Proceed to make the rice.
In a saucepan or pot, place the oil and when hot add the onions, garlic and lemon grass and stir fry till lightly fragrant and add the rice. Stir fry the rice till it’s evenly coated/glistening in the oil.
At this stage add the water making sure it’s about 2 inches above the rice. Cook on a low heat till the water dries out and the rice is just done and fluffy but not to soft. This should take about 15 minutes
Please note: if you are cooking the thai fragrant rice or basmati rice it would require less cooking time and probably a little less liquid, because the idea with this rice recipe is to allow the steam do the cooking once the water has dried out.
While the rice is cooking, in a hot frying pan, add about a 100ml of the coconut milk and the tablespoon of the curry paste (be prepared to sneeze and cough a little).

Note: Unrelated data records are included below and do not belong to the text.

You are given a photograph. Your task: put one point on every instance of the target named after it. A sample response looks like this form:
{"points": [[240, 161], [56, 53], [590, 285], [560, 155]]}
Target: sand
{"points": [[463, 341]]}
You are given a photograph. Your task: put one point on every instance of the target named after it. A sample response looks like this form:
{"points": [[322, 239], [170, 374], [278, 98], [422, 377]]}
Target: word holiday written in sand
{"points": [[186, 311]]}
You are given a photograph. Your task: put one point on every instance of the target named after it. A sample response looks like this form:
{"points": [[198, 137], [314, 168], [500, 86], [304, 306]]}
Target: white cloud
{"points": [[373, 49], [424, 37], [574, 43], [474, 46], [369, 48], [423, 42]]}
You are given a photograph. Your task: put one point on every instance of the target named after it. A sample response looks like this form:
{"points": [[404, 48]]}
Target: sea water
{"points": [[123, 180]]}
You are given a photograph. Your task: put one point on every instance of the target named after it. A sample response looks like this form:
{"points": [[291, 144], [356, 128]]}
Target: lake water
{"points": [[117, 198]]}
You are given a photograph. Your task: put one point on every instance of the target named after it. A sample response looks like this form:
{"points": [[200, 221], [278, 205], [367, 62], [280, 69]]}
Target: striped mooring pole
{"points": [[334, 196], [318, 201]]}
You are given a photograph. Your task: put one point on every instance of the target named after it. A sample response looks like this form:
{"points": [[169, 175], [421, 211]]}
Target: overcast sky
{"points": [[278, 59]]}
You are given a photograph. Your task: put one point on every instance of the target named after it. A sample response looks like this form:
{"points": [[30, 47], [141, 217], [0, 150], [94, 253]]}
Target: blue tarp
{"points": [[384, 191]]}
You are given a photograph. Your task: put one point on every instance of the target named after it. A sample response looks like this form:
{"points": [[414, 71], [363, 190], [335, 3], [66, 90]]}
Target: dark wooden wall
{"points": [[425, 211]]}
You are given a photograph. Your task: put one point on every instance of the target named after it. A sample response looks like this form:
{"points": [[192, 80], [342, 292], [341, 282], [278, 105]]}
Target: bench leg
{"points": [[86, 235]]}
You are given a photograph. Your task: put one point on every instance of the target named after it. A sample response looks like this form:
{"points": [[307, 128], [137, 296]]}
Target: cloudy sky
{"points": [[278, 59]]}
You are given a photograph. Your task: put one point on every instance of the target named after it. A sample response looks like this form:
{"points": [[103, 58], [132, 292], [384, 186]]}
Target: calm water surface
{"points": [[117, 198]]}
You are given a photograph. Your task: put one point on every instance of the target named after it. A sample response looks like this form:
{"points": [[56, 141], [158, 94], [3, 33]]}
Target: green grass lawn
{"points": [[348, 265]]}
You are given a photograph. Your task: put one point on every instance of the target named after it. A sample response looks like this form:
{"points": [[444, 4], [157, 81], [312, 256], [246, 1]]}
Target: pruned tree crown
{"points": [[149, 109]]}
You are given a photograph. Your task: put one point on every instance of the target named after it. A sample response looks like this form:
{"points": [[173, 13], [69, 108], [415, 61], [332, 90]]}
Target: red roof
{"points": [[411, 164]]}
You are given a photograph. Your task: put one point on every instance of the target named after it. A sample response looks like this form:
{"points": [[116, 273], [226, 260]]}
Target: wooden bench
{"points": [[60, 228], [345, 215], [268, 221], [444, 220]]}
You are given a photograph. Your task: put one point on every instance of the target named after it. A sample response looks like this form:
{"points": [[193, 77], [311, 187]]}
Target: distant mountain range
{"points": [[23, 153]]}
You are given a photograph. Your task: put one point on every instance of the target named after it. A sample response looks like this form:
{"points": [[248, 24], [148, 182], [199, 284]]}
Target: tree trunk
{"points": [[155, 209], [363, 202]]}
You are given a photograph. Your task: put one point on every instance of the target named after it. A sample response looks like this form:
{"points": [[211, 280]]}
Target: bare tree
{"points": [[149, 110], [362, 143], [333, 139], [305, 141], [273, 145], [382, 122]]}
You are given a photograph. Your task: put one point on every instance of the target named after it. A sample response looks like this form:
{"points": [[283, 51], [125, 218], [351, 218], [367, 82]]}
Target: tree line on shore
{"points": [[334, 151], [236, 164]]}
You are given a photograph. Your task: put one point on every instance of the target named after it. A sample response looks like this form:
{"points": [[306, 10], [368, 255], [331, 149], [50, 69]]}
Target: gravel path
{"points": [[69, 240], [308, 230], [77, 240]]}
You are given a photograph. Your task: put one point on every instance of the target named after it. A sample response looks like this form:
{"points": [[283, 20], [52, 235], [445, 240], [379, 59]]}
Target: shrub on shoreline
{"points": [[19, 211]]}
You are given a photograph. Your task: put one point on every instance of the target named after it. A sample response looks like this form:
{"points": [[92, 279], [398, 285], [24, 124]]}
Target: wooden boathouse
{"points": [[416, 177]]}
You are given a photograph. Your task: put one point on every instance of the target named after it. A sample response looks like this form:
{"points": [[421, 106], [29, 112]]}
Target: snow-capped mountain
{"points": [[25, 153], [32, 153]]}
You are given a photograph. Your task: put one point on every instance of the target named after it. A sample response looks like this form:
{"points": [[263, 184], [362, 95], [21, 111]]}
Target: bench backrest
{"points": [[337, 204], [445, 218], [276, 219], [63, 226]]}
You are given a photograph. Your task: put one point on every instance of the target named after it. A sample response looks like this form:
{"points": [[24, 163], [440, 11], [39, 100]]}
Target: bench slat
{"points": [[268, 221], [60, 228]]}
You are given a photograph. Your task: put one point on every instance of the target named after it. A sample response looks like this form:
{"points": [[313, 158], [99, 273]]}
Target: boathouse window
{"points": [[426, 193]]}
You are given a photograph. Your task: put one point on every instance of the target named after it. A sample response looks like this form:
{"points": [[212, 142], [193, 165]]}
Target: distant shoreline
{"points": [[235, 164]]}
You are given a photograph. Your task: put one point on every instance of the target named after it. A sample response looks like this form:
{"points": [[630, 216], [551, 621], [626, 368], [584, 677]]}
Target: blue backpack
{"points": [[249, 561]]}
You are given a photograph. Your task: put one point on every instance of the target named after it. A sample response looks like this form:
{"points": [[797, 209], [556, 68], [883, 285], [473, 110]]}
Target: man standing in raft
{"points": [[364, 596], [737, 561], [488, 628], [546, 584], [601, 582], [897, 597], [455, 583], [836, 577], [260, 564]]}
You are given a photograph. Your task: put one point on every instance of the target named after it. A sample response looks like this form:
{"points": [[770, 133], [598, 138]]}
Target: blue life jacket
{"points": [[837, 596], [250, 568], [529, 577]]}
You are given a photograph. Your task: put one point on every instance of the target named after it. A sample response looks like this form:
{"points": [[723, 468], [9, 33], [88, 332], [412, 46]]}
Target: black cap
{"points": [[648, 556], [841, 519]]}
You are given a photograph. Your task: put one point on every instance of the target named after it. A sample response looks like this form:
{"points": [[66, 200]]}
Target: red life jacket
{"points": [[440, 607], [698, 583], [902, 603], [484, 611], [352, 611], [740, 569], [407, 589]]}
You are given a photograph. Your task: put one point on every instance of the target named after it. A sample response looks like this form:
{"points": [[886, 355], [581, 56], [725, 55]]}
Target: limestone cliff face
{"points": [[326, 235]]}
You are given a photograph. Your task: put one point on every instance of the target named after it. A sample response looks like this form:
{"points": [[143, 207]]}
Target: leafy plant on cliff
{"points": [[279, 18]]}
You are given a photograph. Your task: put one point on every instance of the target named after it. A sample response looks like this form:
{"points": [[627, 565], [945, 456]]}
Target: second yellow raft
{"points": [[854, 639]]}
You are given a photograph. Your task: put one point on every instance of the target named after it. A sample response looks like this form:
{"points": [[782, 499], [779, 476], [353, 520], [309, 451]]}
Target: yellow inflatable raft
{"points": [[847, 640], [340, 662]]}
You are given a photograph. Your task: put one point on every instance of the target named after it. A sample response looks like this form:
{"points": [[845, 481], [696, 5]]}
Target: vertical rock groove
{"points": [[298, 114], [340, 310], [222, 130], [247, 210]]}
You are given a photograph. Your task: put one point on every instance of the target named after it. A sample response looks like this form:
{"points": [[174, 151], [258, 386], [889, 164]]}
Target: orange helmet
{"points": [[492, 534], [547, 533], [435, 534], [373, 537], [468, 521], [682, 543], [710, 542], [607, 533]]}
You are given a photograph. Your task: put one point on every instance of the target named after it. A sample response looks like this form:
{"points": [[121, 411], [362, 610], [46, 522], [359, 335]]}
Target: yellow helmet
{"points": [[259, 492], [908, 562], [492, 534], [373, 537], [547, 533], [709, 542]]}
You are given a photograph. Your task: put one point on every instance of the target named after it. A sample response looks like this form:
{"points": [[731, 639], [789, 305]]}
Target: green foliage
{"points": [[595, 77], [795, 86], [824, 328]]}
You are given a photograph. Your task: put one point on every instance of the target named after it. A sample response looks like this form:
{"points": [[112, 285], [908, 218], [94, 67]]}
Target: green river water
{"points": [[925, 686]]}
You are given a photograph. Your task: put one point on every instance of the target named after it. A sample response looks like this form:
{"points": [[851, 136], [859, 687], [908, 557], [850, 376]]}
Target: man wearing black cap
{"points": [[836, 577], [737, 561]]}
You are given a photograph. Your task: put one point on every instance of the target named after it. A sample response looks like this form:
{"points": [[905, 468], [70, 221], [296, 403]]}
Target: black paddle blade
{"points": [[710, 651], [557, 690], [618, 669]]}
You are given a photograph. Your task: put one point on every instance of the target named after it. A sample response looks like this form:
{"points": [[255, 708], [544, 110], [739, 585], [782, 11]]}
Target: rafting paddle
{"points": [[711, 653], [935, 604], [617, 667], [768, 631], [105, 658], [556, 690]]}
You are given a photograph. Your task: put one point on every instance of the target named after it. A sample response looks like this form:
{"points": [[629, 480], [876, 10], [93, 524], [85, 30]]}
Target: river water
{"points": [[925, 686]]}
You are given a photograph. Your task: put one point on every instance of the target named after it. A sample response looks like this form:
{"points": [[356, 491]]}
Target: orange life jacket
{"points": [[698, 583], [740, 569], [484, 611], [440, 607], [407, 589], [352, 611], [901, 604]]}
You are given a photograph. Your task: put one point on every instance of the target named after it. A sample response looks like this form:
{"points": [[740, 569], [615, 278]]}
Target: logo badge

Fry the paste till the coconut milk almost starts to dry out, and the paste is bubbly. Be careful not to burn the paste.
Add the remaining milk and allow to simmer for about 10 minutes till it thickens. If your adding any vegetables you can add at this point. allow them to cook before adding your fish.
For the fish, in some oil sear the fish on both sides but don’t allow cook all the way through as you want it to finish off in the curry.
Add the coriander and chillies at the very end and vegetables like green pepper for it to retain its freshness for as long as possible.
Serve hot, and enjoy with coldest drink you can find.
If you don’t like spicy just add a bit more coconut milk and less of the paste and a pinch of brown sugar or palm sugar to cool it down and also omit the extra chillies.
Give it a try this weekend… and have a good one while at it!